Added Allele frequencies from All of Us (250k genomes) and Regeneron Genetics Center Million Exome (RGC-ME) (Thanks to Moez Dawood and Dr. Richard Gibbs from HGSC at Baylor College of Medicine).
Please note RGC-ME allele frequency data is only available in v5.1a for academia use only.
Added dbNSFP_POPMAX_AF/AC etc. based on all population allele frequency columns curated in dbNSFP.
Updated MutationTaster2021 to include more missense mutations (Thanks to Franziska Fritz and Dr. Dominik Seelow from Berlin Institute of Health).

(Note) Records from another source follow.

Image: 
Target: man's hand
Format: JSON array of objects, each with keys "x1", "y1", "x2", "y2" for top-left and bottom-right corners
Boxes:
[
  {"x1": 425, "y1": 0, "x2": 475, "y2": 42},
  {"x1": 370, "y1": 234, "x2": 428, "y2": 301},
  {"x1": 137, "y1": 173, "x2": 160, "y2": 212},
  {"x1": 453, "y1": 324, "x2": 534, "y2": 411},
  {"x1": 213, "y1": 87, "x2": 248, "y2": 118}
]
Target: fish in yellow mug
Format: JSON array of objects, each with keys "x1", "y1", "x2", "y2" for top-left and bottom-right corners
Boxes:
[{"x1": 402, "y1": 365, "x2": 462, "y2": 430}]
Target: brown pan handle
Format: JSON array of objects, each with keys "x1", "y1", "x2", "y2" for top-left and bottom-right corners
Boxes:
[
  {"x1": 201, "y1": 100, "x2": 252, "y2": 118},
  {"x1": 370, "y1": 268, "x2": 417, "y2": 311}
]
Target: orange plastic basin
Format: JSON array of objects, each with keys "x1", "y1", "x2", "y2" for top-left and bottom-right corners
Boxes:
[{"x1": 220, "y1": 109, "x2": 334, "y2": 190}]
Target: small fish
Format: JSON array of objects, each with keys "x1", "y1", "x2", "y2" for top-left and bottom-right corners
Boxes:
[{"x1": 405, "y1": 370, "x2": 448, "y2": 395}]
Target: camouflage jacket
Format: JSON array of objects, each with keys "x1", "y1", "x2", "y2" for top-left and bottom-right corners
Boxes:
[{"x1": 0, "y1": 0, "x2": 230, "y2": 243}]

Other updated resources include Clinvar, GWAS catalog, OMIM, Orphanet, ClinGen Dosage Sensitivity, Interpro, HGNC, Uniprot, IntAct, Gene Ontology, MGI, ZFIN, UniParc, RefSeq, MANE, and HPO.
Provided dbNSFP files in a format ready to use with Ensembl Variant Effect Predictor (VEP) (Thanks to Dr. Jamie Allen from EMBL-EBI) and SnpSift.
dbNSFP v5.1.1c (April 24, 2025) (README v5.1.1c)
ClinPred, REVEL and PHACTboost have been added to the dbNSFP commercial branch (Thanks to Drs. Jacek Majewski, Weiva Sieh and Ogün Adebali).